Sweckard then plugged the student’s code into ChatGPT and the chatbot then spat back a description of all the errors in the program, such as variable initialization and vector comparison issues. Variable initialization is when a variable in your code isn’t assigned a value. Vector comparison is when you are having problems comparing lists of num-bers in your code.

“People would say, ‘Whoa, that’s cheating.’ And I would say, ‘No. All that stuff, they don’t know what that means,” Sweckard explained at the work session.

The next step is for students to look into all the identified issues, find out what they mean and learn how to solve them. All of that can be done with help from ChatGPT.

Sweckard’s system is just one of the ways educators in Johnson County School District No. 1 have begun using AI in their classrooms this school year. Sweckard is on the district’s AI committee, which presented its initial discoveries and plans to educate the district on AI at the work session. 

Artificially intelligent machines and software are capable of teaching themselves and problem solving or making decisions like humans can. 

Christopher Cox, the dean of students, is also a member of the committee and said that embracing AI is the only way to push forward.

“There’s a lot of potential in AI and it’s not going anywhere, so it’s not one of those things we can put our heads in the sand about,” Cox said at the work session. “It’s something that we not only need to be aware of, but we need to really embrace because it is going to change the landscape of the world –  just like the wheel, the automobile, the personal computer.”

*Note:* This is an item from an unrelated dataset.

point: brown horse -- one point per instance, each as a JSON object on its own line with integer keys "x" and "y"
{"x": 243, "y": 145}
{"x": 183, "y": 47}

AI is constantly improving and expanding, and that has meant an evolution in the way educators need to teach students so that they can succeed post-graduation, Cox said.

“The big paradigm shift that’s happening here, I think, is education has always been products based. So, the analogy that I gave to someone I was talking to about this was, so you want to build a birdhouse, right? That’s the project for the woodshop. And so the goal is, we do everything in the classroom along the way to use tools to build a birdhouse,” Cox said. “We as teachers have to stop being focused on the birdhouse and start working on the skills.”

Cox said the rapid evolution and advancement of AI shows that adapting to new tools and learning how to use them is the best way to prepare students for the future.

“It matters about us developing skills (so) that whatever tool shows up in front of us, we can then do the job,” Cox said. “In the end, if you don’t want me to build a birdhouse at the last minute, you can turn that into a coat rack.”

Sweckard said that AI isn’t just something that can help teachers teach and students learn. It can also be used to give teachers more time with students.

Sweckard said that at a recent conference, the presenter said that teachers spend more than half of their working hours on management, bookkeeping, record keeping or planning.

“And so the idea that I like to think of is that if I can help streamline some of those hours that I’m working on in a week, that gives me more time to spend with kids.”

Where AI has challenged educators is in defining what plagiarism looks like in a world with AI and how to prevent students from using AI to cheat.

In March, AI plagiarism checkers claimed they could detect if something was written by AI, Sweckard said. The checkers were often inaccurate, which meant some students at other educational institutions were being flagged when it was their original work.

“It went through universities, and it ruined kids’ careers who were not using AI,” Sweckard said. “They were failing entire classes last spring.”

The AI committee is deciding what role AI should play in the classroom and how the tool can be used, Cox said. That involves teaching students ethical ways to use AI and educating stakeholders, he said.

“We have some teachers that are really passionate about wanting to go and chase this thing and really push the envelope and then we have a lot of reluctant educators that this is really a scary thing for them,” Cox said. “How do we balance those worlds of having our bird dogs go chase and bringing the other ones along the way a little bit for you? Navigating that moving forward might be a little tricky.”